First of all, Sharon’s nephew has to hang out with adults. Our plan is to go to Gansu and Qinghai, some of the poorest provinces in China. It would be great for my kids to experience it. But for a kid living in a village, won’t he want to go to a big city, watch a 3D movie and go to an amusement park? Second of all, Sharon does not have the money for plane tickets, so we will be taking the train the entire trip. And that is A LOT of train and bus rides.
14 Hour Overnight Train: Xing Tai to Tian Shui (天水)
Things may be a little different now, but when we took the trip in the summer of 2013, you could buy Chinese train tickets only either 14 or 21 days (I forgot) before the actual trip. Even though Sharon went to book tickets on the first day they became available, all the soft and hard sleepers were already sold out. What we had were hard seat tickets. That sounds bad, but there are worse – some people will buy standing room tickets for the 14 hour ride, and sometimes even for 30+ hour rides.
If I have to go on the same trip now (2016), there are high speed rails serving most of the route if not the entire route. If I were to travel again, I will definitely take the high speed train. However, many of the other passengers I saw may still be taking the regular train:
- I will end up taking three 10+ hour hard seat train rides. I think the overnight trains are always more crowded because everyone is thinking they will save one day and sleep on the train. But hardly anyone sleeps well, and everyone is very grouchy by 3am.
- Some people are stuck buying standing room tickets because the hard seat and the sleeper tickets are sold out. But most people buy the standing room tickets simply to save money. Currently the hard seat ticket for Xing Tai to Tian Shui is 141.5 quai, or around $23, which is still a lot to some people. Sometimes a group of 3-4 people will share one hard seat ticket with the rest of the group buying standing room tickets. They will just all rotate seats during the trip. Or they will just squeeze two people in one seat. On my next train ride I would meet two students on a 40 hour train ride, going home from university, sharing one seat. I don’t think those people will be paying for the high speed train if they can help it.
- During the less crowded trains, the standing room ticket holders will just take whatever empty seat that is available.
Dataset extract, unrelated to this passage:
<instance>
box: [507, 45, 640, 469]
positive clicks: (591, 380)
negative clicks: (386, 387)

- The hard seat on these Chinese trains are quite hard. The seats are completely straight up and are not tilted backwards at all.
Here are some photos from my first hard seat train ride
As the night wore on, people stopped standing and many started sleeping on the floor. There was no room on the overhead bin for my luggage, so I had to put my bag on the floor. Since people always scare me by telling me people steal things on the train, i wrapped one leg around my bag the whole trip, believing it will be safer.
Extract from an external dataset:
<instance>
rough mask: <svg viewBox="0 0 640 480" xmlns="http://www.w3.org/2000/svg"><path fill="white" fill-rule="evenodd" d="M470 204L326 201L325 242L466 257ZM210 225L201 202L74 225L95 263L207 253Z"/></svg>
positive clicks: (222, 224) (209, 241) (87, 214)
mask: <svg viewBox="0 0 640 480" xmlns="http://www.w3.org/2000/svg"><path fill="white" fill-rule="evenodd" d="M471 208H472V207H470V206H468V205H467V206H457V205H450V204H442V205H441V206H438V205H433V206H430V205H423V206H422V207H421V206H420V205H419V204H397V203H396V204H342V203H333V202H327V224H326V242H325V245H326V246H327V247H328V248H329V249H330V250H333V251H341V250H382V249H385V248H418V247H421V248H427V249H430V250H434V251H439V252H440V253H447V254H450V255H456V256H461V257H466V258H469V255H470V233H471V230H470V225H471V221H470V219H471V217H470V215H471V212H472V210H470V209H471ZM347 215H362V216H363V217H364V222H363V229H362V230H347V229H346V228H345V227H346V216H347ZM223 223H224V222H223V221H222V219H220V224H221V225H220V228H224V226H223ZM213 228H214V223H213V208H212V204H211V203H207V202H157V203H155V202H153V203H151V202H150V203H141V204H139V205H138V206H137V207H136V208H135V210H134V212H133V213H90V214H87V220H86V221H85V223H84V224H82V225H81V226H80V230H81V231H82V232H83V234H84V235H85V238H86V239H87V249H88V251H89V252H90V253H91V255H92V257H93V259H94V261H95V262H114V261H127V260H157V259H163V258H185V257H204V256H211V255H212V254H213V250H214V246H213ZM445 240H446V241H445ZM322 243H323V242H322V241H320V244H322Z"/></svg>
Not that I could really move my legs. An older man started sitting on my bag, which meant he was sitting on my camera lenses for hours. I couldn’t really tell him to move since there was no room. Plus in that situation, you feel so fortunate simply just having a seat. Eventually he started to sleep on the floor right under my seat, his head right next to my foot, while another lady slept on the floor next to my other foot. And I still wrapped one leg around my bag the whole 14 hours and did not move a bit.
Luckily I decided not to eat too much before the train ride, and didn’t even drink after I got on the train. People who were trying to go to the bathroom took 30 minutes just to walk through a carriage. Later I heard the bathroom actually had a broken door, so people had to spend 1-2 hours just to walk to the farther away bathroom and back.
Despite all that, I actually slept quite a bit. And I will continue to have decent sleep during the rest of my train journeys. I guess I really can fall asleep anywhere.